Weeding flower beds in August at Martineau Gardens.

Hannah Adereti, Grand Union, The Growing Project

Hannah Adereti is a Non-Binary academic and artist of Jamaican and Nigerian heritage. Born in the UK and moved to Jamaica at 12, they spent their formative years there which inherently shaped their artistic practice and research. This centres Black identities, queerness, alternative ethnography, radio, photography, documentary film making and archiving.

In their role as Curatorial Fellow at Grand Union, Hannah has been programming weekly sessions with artists and creative practitioners to foster a connection between plants and people at the Minerva Garden, part of the Growing Project. Led by women, the growing space will offer safe opportunities for women to come together, to develop knowledge around growing and healing practices in the city centre.

The Minerva Apothecary Garden in its early stages, The Growing Project, 2021.

Liz Rowe and Chris Poolman, General Public

General Public is the collaborative platform of artists Chris Poolman & Elizabeth Rowe.
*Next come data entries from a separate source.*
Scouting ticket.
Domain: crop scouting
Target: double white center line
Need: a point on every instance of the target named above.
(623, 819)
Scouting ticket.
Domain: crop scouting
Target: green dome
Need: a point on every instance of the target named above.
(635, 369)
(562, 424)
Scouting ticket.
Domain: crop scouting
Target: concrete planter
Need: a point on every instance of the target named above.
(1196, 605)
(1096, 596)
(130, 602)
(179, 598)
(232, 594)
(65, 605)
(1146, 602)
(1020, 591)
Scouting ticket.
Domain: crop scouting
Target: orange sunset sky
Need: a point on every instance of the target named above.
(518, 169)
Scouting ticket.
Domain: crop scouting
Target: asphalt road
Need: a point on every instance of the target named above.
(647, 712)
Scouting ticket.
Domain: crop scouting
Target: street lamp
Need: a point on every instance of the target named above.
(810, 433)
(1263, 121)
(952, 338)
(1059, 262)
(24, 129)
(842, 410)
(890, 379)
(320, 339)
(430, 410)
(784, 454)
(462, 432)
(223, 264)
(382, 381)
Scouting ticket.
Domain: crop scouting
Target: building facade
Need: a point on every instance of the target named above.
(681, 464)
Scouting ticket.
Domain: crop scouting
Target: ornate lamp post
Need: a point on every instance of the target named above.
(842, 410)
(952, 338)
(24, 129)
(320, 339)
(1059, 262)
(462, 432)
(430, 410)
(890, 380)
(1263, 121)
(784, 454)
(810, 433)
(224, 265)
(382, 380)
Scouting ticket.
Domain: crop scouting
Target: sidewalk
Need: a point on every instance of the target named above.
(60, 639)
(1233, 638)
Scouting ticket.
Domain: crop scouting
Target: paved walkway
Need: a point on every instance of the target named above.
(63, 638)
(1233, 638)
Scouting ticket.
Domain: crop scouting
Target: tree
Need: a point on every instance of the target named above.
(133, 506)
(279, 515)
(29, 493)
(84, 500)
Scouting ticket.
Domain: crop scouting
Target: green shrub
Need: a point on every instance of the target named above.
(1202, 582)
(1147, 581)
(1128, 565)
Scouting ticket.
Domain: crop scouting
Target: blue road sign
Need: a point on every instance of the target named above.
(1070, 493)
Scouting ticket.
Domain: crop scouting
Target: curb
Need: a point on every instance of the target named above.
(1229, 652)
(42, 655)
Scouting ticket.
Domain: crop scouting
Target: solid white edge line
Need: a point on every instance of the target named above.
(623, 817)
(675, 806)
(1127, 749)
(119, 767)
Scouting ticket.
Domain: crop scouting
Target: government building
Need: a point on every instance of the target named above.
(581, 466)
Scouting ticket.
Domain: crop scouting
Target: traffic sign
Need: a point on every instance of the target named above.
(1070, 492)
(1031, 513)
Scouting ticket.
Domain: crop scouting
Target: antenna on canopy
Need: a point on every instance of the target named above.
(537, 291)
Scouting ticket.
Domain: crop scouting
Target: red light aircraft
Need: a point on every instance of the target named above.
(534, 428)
Broadly speaking, they devise large scale public art projects that incorporate elements of fiction, myth-making, local history re-invention and heritage rebooting. They are currently developing a number of projects on allotments in Birmingham including the Heritage Fund supported ‘Whole Lotta Culture’ that explores allotment culture in Birmingham from the 1960s to the present day and working with Incredible Surplus, developing their growing sites at Londonderry, Smethwick and Dads Lane, Moseley.* A harvest is made every Thursday morning at both sites, with the fresh fruit and vegetables, being distributed less than an hour later at the Sharehouse, Winson Green. 

* Originally established in 2014 as The Real Junk Food Project Birmingham, we intercept food and other usable materials that would otherwise go to waste from supermarkets, restaurants and other sources, and provide them to individuals and community organisations on a “Pay-As-You-Feel” basis.

Allotment, Whole Lotta Culture, project led by General Public.

Jacob Williams, Wildlife Trust and Digbeth Community Garden

Jacob Williams is community engagement officer for the Wildlife Trust across Birmingham & The Black Country, as well as a long standing volunteer for the Digbeth Community Garden, a green space in the center of Birmingham for food growing, wildlife and art events. Jacob’s work introduces people to wildlife gardening and approaches to encouraging wildlife into gardens, cities and community spaces.